I’ve spent a lot of time this semester reading about people and situations that are severely lacking in righteousness – I’ve read about incest, abuse, rape, war, disease, unkindness, torture and all kinds of other horrors. In most of these stories, the authorities have abandoned righteousness altogether, and sometimes the characters act against their own moral standards in life-altering ways. I’ve read some terribly tragic narratives this semester. So many of these books have broken my heart with their bleakness – and yet, in many (though not all) of them, seeds of hope, love and community somehow take root and grow, hanging on fiercely, against literally all odds. I am becoming a person who values brokenness, both in literature and life, for the humble growth it can bring. I tend to shy away from people who seem too “righteous,” for fear that they aren’t authentic. People who’ve never been broken can’t understand the struggles I face. They can’t understand the brokenness that pervades this world. For this reason I wonder if some magic helping of “righteousness” won’t hurt the mission of Christianity more than it helps.

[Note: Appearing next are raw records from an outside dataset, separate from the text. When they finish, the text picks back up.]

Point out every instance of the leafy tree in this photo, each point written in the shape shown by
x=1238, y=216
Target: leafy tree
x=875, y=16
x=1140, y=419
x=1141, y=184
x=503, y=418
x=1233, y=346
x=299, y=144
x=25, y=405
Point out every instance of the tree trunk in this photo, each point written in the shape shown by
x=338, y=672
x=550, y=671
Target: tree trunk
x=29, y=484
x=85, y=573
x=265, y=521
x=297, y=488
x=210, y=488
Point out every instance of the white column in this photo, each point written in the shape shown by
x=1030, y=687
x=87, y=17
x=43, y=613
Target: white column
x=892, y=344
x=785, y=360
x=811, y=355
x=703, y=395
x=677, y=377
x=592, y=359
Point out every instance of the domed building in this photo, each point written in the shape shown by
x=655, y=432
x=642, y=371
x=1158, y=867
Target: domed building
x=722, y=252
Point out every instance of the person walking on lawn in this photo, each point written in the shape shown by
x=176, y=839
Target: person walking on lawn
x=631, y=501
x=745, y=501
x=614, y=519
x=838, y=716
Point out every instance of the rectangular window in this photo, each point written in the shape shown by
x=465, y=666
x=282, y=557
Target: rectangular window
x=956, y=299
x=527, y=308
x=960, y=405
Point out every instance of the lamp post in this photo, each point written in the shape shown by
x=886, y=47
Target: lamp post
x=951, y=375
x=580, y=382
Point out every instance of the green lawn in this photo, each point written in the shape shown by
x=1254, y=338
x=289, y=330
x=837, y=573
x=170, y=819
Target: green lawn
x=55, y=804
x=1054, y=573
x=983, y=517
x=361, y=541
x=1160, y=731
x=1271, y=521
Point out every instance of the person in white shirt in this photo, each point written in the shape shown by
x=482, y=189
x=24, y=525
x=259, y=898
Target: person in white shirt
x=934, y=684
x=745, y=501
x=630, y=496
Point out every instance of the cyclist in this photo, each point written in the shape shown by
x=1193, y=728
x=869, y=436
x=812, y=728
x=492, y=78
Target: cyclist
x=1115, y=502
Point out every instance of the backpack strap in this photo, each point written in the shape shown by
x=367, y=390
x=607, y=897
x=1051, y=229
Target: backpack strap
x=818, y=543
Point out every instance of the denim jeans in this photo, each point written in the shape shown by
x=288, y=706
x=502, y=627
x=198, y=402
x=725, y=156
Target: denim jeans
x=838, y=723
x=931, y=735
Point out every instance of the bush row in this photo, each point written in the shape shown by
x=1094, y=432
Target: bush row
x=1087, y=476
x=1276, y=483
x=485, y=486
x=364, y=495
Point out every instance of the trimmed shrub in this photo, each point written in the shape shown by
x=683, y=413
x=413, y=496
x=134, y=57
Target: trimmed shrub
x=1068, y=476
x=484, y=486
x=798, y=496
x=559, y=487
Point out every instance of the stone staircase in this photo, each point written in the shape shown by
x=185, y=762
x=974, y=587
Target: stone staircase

My life for the past two years has been about fighting to hang on despite a lack of righteousness, in events and attitudes and relationships. It seems to me that God’s mercy toward us is an infinitely greater gift than His righteousness, and that His love tops even that. I know that His love grants us mercy and righteousness, among so many other things; it makes possible a righteousness that we truly cannot earn. But I value His love far more than the things it grants to me – just as I value relationships with the important people in my life far more than the material things they give me. Does that make me a person who places too small a value on righteousness? Or does it mean that I’ve been living too long in a very broken world? In a context (or contexts) where righteousness is so often absent (even in the church-saturated culture I live in), does it naturally follow that righteousness comes to be devalued because of its absence? Do we come to see other things as more important because they are what make up for the lack of righteousness? Or is it just that I struggle with the concept of “righteousness” as holier-than-thou piety? Perhaps true righteousness is something so much more than legalistic purity, and I’m just tripping over my own limited perception of what it can be. Or perhaps humility is the key – purity of heart must be tempered by a healthy dose of humility, or it does no good to anyone.